Sprachkompetenz mit gezielten Maßnahmen verbessern

Südtiroler Wirtschaftsring – Economia Alto Adige: Präsidium trifft sich mit Vertretern des Landesbeirates der Eltern. Gemeinsam fordern sie von der Politik gezielte Maßnahmen, um die Sprachkompetenz zu verbessern.

 Das Präsidium im Südtiroler Wirtschaftsring – Economia Alto Adige hat sich kürzlich mit Vertretern des Landesbeirates der Eltern getroffen. Die gemeinsame Forderung an die Politik: Die Sprachkompetenz muss mit gezielten Maßnahmen in Kindergarten und Schule entschieden verbessert werden.

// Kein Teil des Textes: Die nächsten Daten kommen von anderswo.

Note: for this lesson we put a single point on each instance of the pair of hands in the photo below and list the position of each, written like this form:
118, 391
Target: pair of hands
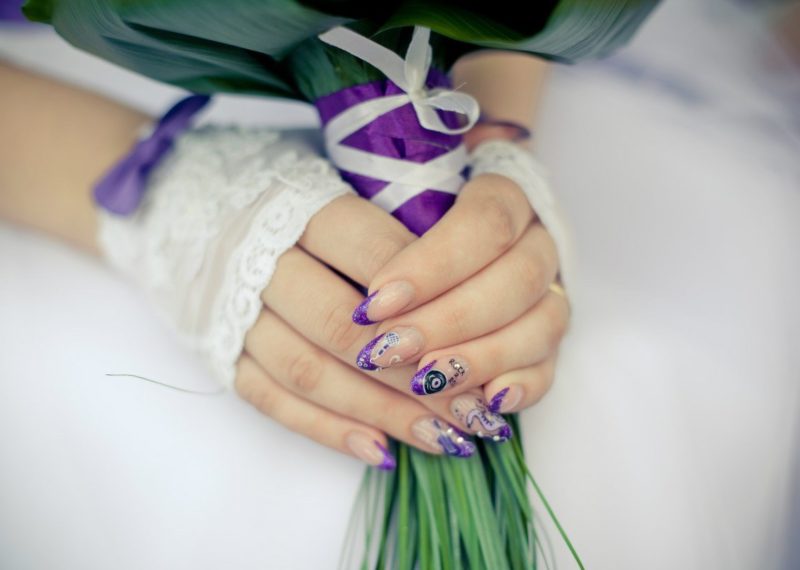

Der Landesbeirat der Eltern hat 2015 eine Umfrage unter den Eltern durchgeführt. Über 12.000 Eltern haben daran teilgenommen. Deren wichtigstes Anliegen ist die Verbesserung der Sprachkompetenz. „77 Prozent wünschen sich eine stärkere Berücksichtigung der italienischen Sprache in der Schule. Dies ist ein klares Signal, dass hier Maßnahmen gesetzt werden müssen“, berichtete Sabine Fischer, Vorsitzende des Landesbeirates der Eltern. „Dieser Wunsch kommt nicht nur von den Eltern, sondern auch von den Schülern selbst“, ergänzte Florian Peer, Vorstandsmitglied des Landesbeirates der Eltern.

Gezielte Maßnahmen setzen

Dass es hier dringend Maßnahmen braucht, unterstreichen auch die Präsidenten der Wirtschaftsverbände. „Eine der größten Stärken Südtirols liegt in seiner Brückenfunktion als Bindeglied zwischen dem deutschen und italienischen Wirtschaftsraum. Die Mehrsprachigkeit ist eine persönliche Qualifikation und für Südtirol auch ein bedeutender wirtschaftlicher Vorteil.“, erklärt Leo Tiefenthaler, Präsident vom Südtiroler Wirtschaftsring – Economia Alto Adige.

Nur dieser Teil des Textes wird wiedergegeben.